Gemlik körfezinin en güzel yerine, askeri haranın bulunduğu alana fabrika inşaatı başladı.
Araçlar bantlarda yavaş yavaş ilerlemeye başlayacak birkaç ay içerisinde.
Bursaspor Kulübü forma reklamı için hemen hemen tüm spor yazarı arkadaşlarımızın ortak bir dileği olmuştu Bursalı siyasilerden.
Ya forma göğüs sponsoru, ya da Bursa Büyükşehir Belediyesi olan stadın isim hakkının verilmesini istemiştik.
Bize nasip olmadı.
Ama Erzurumsporlu bir futbolcunun maç öncesinde dua ederken formasının sırt reklamını TOGG olarak görünce nutkum tutuldu.
Bu bana göre şu demek oluyor;
Bursa’nın 20’den fazla vekili var Türkiye Büyük Millet Meclisi’nde bunların büyük bölümü iktidar partisi içerisinde görev yapıyor. Demek ki hiçbiri Erzurumlu vekiller kadar mesai yapmamış forma reklamı için.
Bunun bir şaka olmasını ne kadar çok isterdim.
Ama şaka değil gerçek.
Sosyal medya yıkılıyor.
Ama bizim seçtiğimiz oy attığımız vekiller maalesef Bursalı, Bursasporlu olmadıkları için orada ne Bursa’nın hakkını, ne de Bursaspor’un hakkını savunuyorlar.
Bugün Türkiye’nin en büyük sanayi kentlerinin başında Bursa geliyor.
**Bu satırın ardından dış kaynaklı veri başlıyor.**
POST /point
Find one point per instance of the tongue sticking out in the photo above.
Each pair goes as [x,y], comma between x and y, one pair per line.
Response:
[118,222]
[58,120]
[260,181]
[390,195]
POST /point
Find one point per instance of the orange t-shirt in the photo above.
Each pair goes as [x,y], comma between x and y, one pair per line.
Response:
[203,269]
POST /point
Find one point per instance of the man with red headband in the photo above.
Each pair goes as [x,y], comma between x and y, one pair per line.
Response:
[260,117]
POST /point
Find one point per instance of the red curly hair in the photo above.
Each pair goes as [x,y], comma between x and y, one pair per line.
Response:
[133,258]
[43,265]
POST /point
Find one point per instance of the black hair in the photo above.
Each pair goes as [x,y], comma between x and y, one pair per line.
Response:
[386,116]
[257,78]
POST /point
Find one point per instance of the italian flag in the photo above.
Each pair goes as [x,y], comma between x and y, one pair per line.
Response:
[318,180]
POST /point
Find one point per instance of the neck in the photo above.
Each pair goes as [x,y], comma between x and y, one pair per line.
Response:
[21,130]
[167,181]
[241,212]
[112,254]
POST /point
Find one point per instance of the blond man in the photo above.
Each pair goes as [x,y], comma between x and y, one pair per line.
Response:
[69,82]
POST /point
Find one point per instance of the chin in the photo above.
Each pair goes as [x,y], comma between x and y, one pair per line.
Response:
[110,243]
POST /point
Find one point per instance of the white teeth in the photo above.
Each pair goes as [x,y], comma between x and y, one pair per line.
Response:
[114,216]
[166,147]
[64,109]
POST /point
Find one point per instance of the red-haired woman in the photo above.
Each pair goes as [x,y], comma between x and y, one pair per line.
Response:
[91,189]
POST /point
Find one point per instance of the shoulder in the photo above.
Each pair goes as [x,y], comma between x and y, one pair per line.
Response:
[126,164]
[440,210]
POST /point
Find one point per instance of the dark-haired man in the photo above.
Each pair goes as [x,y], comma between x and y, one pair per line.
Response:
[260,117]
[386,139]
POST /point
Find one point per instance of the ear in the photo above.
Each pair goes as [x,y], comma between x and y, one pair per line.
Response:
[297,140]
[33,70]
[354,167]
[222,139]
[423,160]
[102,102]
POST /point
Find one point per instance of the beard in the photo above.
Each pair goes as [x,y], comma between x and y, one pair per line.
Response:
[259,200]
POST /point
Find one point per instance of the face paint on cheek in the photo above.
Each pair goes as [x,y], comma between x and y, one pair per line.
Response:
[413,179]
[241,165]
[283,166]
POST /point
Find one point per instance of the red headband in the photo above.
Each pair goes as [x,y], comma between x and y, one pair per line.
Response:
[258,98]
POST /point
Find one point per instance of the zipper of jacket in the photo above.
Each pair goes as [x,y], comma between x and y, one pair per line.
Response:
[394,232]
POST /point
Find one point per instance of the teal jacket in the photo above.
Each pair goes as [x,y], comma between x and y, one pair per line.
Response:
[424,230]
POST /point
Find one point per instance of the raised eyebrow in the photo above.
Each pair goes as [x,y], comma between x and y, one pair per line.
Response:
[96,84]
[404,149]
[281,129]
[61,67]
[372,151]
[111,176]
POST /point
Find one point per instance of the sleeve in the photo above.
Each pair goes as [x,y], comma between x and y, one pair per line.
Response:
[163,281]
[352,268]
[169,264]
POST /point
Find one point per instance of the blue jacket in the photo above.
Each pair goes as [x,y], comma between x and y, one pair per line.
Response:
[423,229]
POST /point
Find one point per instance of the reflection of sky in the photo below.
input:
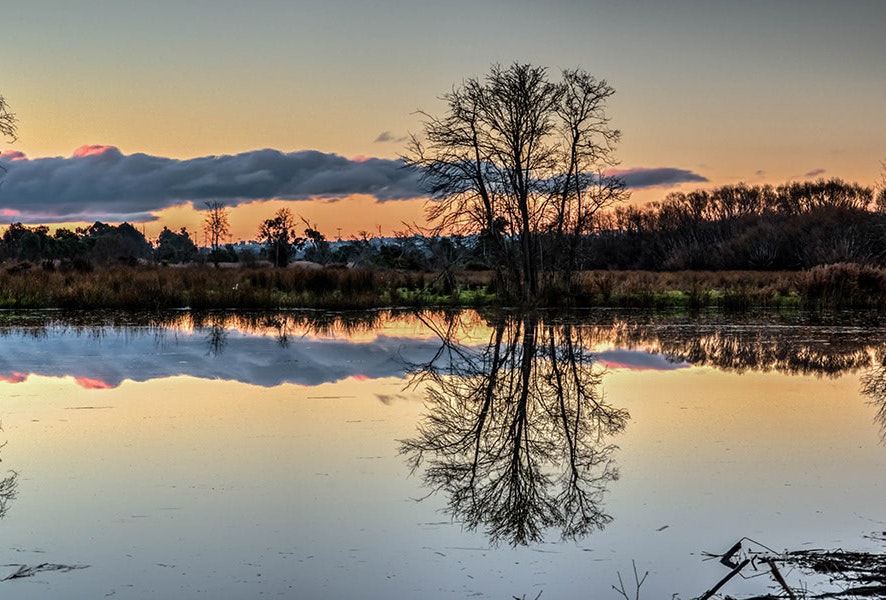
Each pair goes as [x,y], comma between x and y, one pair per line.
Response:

Ama Bursa’nın bir treni bile yok. Araç kirliliği yerine tren olmuş olsa, belki sanayide üretilen ürünler Bursa dışına kamyonlar, tırlar yerine tren ile götürülür ve şehrin havası kirlenmez.
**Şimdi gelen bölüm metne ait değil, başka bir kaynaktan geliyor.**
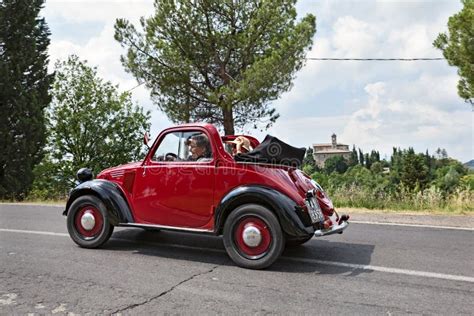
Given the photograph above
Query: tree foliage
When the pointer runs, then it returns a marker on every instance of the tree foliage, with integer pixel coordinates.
(91, 125)
(458, 48)
(24, 85)
(217, 61)
(412, 182)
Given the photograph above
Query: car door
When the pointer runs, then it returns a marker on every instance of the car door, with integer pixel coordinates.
(172, 189)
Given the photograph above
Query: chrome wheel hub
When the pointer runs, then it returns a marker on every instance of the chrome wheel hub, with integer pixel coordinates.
(252, 236)
(88, 221)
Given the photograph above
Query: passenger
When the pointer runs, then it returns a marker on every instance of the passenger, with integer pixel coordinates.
(200, 148)
(241, 145)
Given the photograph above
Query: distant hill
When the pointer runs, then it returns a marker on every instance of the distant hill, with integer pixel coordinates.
(470, 164)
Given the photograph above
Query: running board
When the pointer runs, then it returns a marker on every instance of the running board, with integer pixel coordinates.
(183, 229)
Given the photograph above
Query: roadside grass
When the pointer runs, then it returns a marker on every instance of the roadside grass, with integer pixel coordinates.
(55, 202)
(460, 202)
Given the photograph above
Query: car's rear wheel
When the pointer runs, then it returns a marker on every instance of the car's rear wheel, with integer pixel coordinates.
(88, 223)
(298, 242)
(253, 237)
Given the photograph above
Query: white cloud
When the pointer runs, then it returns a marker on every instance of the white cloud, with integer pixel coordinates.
(375, 105)
(386, 122)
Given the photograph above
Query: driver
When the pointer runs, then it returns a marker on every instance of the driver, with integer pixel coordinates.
(200, 148)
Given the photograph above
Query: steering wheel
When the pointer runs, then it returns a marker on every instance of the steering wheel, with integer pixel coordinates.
(171, 157)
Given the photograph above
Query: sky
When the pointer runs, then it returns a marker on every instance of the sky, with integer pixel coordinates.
(372, 105)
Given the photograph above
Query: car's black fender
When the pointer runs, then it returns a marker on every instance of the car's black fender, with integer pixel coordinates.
(110, 193)
(289, 213)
Diyorum ya mekanı cennet olsun mahalle arkadaşım Kemal Demirel yıllarca Bursa’ya treni getirmek için çabalamış, hatta bu uğurda kanser olup yaşamını yitirmişti.
Onun çabası bile boşa çıktı Bursa’da.
Hızlı tren hattı yıllardır bitirilemedi, yanlış seçilen güzergah nedeniyle.
Her neyse gelelim Bursaspor’a.
Takım can çekişiyor.
Gençlerle verilen mücadelede arzulanan sonuçlar maalesef alınamıyor.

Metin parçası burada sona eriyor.